7. Primary hyperaldosteronism.

8. Known hypersensitivity to angiotensin-II receptors antagonists or any other study drug
or comparator component.

9. Contraindications for use of angiotensin-II receptors antagonists.

10. Myocardial infarction and or unstable angina, and/or acute cerebrovascular
accident/transient ischemic attack, and/or percutaneous coronary intervention, and/or
coronary arterial bypass graft, acute coronary arteries involvement, and/or
obliterative vascular atherosclerosis of low extremities, and/or grade III and IV
retinopathy in anamnesis.

11. Clinically significant cardiac valves damage.

12. Cardiomyopathies

13. Chronic Heart failure (CHF) (except for CHF FC I NYHA).

14. Creatinine clearance less than 60 ml/min/1.73m2 calculated by Cockroft-Gault formula.

15. Known moderate to severe hepatic insufficiency and/or transaminase increase: AST
and/or ALT ≥2*ULN.

16. History of infections (HIV, hepatitis B or C, syphilis).

17. Uncontrolled Diabetes mellitus, Glycosylated hemoglobin level (HbA1c) >7%.

18. Severe systemic diseases, such as gastro-intestinal tract diseases, autoimmune
disorders, blood disorders and other conditions which may affect on the study drugs'
absorption, distribution and and excretion.

19. Clinically significant abnormalities of laboratory parameters.

20. Drug or alcohol addiction, psychiatric disorders.

21. Medical history of oncological disease within 5 years before screening.

22. Subjects with biliary tracts obstruction.

23. Subjects with genetic disorders, such as galactose intolerance, congenital lactase
insufficiency and glucose-galaclose malabsorption syndrome.

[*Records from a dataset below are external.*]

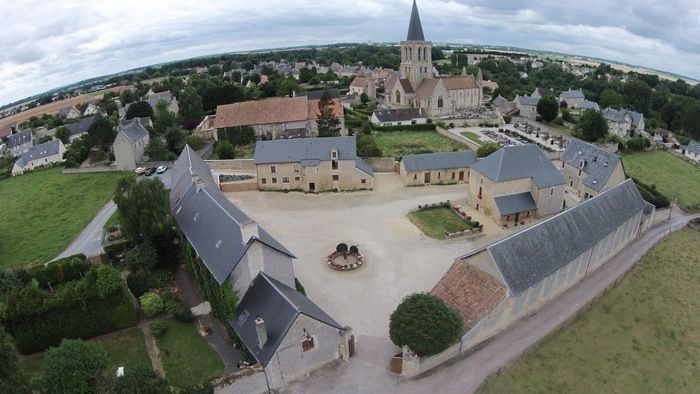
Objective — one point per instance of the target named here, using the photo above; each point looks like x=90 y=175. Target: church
x=420 y=87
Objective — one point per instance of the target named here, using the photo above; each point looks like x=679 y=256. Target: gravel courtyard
x=399 y=258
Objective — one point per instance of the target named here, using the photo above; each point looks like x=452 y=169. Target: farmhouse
x=436 y=168
x=311 y=165
x=39 y=155
x=588 y=169
x=130 y=143
x=515 y=184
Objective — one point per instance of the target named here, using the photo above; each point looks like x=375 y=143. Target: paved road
x=368 y=372
x=89 y=242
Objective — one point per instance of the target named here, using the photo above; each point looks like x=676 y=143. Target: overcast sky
x=47 y=44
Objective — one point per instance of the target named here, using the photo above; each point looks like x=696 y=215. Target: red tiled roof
x=469 y=291
x=273 y=110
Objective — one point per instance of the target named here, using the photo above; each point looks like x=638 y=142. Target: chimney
x=261 y=330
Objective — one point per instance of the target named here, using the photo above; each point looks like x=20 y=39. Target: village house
x=516 y=184
x=418 y=87
x=588 y=169
x=623 y=123
x=130 y=143
x=45 y=154
x=398 y=117
x=312 y=165
x=436 y=168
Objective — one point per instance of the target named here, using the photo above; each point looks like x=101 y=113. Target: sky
x=48 y=44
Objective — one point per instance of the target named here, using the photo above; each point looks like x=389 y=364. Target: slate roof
x=509 y=204
x=80 y=126
x=599 y=163
x=211 y=223
x=438 y=161
x=397 y=115
x=519 y=162
x=298 y=149
x=526 y=258
x=415 y=28
x=40 y=151
x=18 y=139
x=279 y=306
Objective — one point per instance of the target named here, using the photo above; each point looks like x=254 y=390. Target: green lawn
x=473 y=137
x=672 y=176
x=44 y=210
x=435 y=221
x=641 y=336
x=187 y=357
x=398 y=143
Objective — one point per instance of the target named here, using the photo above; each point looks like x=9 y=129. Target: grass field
x=641 y=336
x=435 y=221
x=398 y=143
x=672 y=176
x=44 y=210
x=187 y=357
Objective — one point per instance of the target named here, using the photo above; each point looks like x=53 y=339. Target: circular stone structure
x=345 y=260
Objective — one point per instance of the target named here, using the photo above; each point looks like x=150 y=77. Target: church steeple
x=415 y=29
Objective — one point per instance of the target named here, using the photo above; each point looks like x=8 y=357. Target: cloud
x=49 y=44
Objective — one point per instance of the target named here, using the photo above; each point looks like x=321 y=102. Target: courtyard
x=399 y=258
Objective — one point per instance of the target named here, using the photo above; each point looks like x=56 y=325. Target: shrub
x=158 y=328
x=425 y=324
x=151 y=303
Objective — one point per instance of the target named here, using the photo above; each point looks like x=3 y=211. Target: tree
x=143 y=207
x=225 y=150
x=190 y=108
x=101 y=134
x=328 y=124
x=487 y=149
x=12 y=380
x=548 y=108
x=73 y=367
x=610 y=98
x=592 y=126
x=425 y=324
x=140 y=109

24. Any other acute disease or progression and/or decompensation at the moment of
enrollment

25. Necessity to administer or administration of prohibited concomitant drugs from the
"List of Prohibited Drugs" within 14 days before enrollment

26. Pregnancy or breast-feeding period; fertile women not using adequate contraception
methods

27. Participation in another clinical trial within 3 months before Screening.

28. Other medical or psychiatric conditions or lab abnormalities that may increase
potential risk associated with study participation and IP administration, or that may
affect study results interpretation and as per investigator's judgment, make the
subject ineligible.

29. Study site personnel or Sponsor's representatives immediately involved in the study.

30. Subjects, excluded from the study may not be included in it again.